Rolls-Royce has upgraded its 2028 mid-term group targets, increasing underlying operating profit to £4.9–5.2 billion (from £3.6–3.9 billion), underlying operating margin to 18–20% (from 15–17%), free cash flow to £5–5.3 billion (from £4.2–4.5 billion), and return on capital to 23–26% (from 18–21%).

The guidance includes the continued supply chain headwinds, which Rolls-Royce said would be gone by the midterm.

While Rolls-Royce has its sights set on a future position within the narrowbody market, it also continues to increase its share of widebody deliveries.

Over the last three years, the company has captured more than 50% of wide body deliveries, driving up its share of the installed fleet from 34% to 38%. Erginbilgic said this was expected to grow by 6-7% per year in the installed fleet to the midterm.

Improving time on wing and MRO capability 
Tufan Erginbilgic, Rolls-Royce CEO. Photo: Screengrab/Rolls-Royce

Tufan Erginbilgic, Rolls-Royce CEO. Photo: Screengrab/Rolls-Royce

There have also been significant time-on-wing improvements supporting this strengthened market position.

Rolls-Royce is targeting a more than 100% increase in durability across in production engines with more than half of this improvement target already delivered. This increase, compared to a previous target of more than 80%, reflects critical part life extensions for the Trent XWB-84 (Airbus A350-900).
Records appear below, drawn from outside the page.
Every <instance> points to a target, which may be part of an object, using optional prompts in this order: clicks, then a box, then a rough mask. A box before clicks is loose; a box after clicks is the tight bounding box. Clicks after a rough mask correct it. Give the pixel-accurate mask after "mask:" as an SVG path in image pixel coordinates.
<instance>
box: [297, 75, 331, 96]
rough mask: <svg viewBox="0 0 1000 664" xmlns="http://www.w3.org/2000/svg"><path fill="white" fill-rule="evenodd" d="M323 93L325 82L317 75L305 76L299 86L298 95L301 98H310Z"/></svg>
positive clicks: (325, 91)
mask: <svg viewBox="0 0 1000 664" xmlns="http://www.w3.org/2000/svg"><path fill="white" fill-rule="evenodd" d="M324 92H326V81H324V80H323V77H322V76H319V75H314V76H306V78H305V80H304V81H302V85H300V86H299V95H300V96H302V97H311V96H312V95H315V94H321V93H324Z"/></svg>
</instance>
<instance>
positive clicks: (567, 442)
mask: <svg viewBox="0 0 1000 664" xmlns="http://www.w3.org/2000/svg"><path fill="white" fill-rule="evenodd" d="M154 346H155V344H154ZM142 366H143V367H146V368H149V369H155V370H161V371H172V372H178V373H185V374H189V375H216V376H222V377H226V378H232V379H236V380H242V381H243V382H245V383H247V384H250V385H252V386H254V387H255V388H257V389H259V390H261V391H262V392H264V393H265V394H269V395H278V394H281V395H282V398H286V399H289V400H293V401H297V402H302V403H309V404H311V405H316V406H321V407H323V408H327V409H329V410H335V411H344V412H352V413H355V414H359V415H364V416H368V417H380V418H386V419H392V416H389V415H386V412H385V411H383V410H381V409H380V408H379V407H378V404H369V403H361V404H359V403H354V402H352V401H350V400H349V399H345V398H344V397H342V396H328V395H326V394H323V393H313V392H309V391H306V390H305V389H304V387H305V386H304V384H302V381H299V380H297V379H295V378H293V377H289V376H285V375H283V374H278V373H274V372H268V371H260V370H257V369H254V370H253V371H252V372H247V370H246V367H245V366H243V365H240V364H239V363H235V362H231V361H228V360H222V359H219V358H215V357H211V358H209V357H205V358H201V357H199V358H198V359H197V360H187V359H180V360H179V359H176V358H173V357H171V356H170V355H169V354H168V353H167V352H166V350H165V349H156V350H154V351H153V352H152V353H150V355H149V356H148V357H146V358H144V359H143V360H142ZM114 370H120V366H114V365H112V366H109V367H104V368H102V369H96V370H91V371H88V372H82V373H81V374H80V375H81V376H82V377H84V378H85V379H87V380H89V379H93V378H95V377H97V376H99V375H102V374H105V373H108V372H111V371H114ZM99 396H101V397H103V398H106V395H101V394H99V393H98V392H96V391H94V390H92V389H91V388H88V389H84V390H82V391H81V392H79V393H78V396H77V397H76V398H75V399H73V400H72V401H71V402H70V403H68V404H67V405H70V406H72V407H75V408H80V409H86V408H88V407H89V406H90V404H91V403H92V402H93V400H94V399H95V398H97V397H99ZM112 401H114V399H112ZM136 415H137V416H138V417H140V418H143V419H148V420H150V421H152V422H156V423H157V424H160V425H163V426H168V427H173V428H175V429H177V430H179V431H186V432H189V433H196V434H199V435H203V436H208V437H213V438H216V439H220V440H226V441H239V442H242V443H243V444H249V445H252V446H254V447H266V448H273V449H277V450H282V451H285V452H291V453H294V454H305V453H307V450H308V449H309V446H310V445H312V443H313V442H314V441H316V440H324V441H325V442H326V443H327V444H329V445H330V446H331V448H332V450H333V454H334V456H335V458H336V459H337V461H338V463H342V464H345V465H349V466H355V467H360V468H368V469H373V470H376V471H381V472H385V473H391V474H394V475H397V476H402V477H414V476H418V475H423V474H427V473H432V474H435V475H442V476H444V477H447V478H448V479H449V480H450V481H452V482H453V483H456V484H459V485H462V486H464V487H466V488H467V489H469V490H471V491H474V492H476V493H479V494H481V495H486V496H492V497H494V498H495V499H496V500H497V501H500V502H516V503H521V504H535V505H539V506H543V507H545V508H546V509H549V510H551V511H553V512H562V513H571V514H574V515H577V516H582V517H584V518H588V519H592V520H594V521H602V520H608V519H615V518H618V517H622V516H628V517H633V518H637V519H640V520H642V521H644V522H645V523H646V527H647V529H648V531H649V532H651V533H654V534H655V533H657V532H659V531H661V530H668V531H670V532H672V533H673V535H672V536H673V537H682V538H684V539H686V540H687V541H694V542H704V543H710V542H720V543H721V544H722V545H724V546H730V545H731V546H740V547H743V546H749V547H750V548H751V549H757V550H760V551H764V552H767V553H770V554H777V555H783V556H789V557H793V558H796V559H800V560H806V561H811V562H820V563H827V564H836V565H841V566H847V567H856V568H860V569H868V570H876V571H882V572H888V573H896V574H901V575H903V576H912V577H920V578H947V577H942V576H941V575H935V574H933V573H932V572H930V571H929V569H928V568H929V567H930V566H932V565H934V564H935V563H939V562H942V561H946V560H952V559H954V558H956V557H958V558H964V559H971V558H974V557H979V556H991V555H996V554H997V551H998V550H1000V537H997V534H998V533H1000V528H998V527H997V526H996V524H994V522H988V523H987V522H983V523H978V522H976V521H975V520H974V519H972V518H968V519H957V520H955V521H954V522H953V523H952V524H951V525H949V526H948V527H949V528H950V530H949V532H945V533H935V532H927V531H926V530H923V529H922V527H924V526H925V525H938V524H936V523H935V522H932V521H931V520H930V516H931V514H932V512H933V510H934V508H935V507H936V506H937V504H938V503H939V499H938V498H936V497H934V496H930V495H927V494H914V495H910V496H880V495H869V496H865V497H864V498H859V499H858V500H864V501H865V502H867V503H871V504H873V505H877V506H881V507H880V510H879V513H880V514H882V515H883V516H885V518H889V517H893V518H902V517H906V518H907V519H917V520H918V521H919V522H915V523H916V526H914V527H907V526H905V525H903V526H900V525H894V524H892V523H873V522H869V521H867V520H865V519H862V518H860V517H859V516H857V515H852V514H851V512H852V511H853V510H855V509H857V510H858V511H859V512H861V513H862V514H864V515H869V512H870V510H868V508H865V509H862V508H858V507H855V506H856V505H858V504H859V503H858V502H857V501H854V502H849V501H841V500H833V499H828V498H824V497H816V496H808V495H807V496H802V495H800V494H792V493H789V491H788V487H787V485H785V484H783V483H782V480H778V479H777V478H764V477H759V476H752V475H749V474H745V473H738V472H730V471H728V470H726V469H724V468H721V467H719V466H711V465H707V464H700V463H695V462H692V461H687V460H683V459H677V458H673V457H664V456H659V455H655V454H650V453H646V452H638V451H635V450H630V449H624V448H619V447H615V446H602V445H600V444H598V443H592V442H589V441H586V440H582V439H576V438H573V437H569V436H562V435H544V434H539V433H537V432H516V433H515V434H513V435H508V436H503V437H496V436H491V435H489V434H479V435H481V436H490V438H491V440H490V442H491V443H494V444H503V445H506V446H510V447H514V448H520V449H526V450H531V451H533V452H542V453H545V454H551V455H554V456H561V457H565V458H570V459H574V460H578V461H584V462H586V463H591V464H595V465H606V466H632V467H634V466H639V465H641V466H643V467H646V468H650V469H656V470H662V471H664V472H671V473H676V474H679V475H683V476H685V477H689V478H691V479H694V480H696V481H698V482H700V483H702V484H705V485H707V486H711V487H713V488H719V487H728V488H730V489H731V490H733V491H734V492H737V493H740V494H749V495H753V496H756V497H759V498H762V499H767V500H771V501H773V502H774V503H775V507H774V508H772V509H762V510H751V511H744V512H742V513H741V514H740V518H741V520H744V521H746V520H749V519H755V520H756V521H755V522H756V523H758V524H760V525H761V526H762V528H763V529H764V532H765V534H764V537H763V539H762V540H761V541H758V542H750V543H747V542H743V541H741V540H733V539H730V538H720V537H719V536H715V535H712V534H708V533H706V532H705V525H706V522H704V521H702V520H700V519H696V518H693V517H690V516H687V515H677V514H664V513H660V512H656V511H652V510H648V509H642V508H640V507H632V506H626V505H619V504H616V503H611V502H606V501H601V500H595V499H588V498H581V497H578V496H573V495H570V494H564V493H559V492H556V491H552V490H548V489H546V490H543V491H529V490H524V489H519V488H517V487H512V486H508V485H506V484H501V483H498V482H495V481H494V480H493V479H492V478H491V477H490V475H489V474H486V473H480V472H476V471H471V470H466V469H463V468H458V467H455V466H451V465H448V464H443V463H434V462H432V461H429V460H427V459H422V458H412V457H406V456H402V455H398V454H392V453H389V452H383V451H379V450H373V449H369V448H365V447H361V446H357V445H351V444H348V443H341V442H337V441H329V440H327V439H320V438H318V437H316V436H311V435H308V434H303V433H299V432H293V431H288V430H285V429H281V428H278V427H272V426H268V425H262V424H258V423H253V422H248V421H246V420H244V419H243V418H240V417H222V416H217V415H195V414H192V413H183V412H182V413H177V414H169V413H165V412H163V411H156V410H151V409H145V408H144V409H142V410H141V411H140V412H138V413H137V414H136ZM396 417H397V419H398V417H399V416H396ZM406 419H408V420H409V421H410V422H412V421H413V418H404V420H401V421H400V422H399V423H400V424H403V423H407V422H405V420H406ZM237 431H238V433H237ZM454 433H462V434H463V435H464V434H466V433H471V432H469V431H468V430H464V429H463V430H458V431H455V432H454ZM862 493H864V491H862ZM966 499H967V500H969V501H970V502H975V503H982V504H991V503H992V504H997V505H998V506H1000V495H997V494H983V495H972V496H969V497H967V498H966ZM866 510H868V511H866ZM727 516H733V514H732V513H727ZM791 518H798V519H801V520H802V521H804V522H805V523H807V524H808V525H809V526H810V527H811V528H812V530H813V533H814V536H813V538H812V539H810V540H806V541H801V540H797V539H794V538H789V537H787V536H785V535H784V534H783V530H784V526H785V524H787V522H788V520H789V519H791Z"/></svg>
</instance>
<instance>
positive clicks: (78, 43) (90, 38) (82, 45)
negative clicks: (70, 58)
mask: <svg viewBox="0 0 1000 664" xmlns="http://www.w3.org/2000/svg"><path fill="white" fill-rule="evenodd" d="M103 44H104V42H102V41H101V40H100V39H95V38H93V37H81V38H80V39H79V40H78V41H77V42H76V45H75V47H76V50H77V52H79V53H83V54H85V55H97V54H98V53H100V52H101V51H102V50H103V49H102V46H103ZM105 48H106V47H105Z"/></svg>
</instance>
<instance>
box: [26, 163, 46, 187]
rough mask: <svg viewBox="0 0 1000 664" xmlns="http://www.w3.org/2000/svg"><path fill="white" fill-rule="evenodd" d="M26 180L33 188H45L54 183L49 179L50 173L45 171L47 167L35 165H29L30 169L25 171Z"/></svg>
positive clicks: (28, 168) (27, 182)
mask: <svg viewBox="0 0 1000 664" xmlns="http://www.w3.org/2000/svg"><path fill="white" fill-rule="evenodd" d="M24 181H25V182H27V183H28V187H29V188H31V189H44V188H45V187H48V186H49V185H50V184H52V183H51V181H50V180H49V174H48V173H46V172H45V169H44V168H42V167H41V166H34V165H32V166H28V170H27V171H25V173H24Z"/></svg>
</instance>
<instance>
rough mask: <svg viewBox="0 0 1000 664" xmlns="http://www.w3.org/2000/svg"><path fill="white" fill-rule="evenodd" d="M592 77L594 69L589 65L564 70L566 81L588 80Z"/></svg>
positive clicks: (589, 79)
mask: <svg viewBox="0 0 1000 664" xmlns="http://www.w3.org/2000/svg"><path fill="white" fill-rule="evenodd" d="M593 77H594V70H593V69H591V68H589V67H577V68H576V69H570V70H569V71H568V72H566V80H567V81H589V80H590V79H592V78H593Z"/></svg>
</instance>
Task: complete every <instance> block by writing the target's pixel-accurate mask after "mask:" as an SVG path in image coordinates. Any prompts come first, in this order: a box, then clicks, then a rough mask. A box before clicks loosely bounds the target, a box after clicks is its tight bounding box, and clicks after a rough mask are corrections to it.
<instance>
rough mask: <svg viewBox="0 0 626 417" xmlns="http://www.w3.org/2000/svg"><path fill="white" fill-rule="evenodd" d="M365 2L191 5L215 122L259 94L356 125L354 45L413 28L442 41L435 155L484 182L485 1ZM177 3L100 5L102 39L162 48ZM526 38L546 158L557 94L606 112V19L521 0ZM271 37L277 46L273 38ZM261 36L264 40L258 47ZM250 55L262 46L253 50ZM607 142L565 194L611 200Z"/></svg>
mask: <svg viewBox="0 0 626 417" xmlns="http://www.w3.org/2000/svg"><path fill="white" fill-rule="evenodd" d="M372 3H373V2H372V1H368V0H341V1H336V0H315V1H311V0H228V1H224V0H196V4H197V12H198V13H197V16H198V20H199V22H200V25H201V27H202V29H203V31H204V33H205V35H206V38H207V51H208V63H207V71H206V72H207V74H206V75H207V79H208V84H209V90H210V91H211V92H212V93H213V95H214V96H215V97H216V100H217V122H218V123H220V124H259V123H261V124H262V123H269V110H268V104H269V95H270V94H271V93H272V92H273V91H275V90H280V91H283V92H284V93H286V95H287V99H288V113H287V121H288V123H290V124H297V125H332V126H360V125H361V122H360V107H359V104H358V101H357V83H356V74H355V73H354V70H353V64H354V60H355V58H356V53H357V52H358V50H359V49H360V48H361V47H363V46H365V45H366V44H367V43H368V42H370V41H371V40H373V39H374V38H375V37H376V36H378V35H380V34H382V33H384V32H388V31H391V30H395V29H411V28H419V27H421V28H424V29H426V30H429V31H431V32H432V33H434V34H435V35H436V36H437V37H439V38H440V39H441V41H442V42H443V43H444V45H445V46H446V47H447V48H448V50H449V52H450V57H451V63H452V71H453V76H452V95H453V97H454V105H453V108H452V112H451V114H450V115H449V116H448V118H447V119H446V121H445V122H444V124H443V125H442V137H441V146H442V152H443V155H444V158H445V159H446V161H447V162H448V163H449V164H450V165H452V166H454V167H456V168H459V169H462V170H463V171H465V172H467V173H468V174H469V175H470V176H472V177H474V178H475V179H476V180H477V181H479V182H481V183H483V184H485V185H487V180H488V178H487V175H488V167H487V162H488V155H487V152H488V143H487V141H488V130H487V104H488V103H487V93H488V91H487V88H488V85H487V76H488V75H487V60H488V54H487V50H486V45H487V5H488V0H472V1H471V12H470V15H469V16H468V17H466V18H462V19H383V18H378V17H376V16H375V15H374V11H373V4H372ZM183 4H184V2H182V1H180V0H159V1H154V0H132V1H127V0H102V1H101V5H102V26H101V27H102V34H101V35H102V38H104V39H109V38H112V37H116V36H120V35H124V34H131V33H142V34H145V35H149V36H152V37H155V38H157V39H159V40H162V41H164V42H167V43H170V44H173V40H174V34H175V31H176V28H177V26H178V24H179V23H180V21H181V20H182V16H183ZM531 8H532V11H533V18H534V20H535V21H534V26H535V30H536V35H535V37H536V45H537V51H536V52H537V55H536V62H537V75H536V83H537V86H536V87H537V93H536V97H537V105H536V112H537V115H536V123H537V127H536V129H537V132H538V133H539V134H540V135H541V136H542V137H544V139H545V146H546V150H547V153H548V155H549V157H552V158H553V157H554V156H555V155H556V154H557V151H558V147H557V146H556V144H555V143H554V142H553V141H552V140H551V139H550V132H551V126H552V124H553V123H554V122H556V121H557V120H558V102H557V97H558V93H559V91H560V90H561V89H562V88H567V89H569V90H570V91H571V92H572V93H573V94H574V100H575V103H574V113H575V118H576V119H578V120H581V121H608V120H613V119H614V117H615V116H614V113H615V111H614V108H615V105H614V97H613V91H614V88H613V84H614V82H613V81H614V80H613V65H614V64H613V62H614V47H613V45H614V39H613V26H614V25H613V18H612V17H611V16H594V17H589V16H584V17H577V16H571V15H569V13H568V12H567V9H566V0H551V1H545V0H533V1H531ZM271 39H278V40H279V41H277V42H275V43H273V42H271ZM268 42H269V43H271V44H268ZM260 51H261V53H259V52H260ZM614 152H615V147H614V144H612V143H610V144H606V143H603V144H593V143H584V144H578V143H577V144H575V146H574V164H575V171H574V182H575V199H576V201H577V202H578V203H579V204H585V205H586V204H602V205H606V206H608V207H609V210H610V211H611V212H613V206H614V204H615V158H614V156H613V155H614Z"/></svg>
Other key time-on-wing milestones include the certification of the first phase of improvements for the Trent 1000 XE (Boeing 787) in June, the second phase of HPT blade improvements for both Trent 1000 (Boeing 787) and Trent 7000 (Airbus A330neo) which were certified in December, and planned improvements for XWB-97 (Airbus A350-1000), which remain on track to be completed by the end of 2027.

Rolls-Royce has also been expanding MRO capacity and has seen increased shop visits – up more than a 50% since 2022.

The MRO network capacity will grow by a further 20% by the midterm to support future fleet growth. LTSA shop visits rose 10% last year.

The use of AI continues to reshape the operation. Last year, Rolls-Royce launched an AI platform, AiRR, which has capabilities in generative and agentic AI.

Erginbilgic said this was being used across engineering, MRO and the supply chain, helping to improve intelligent engine monitoring and planning, reducing turnaround times and shop visit costs.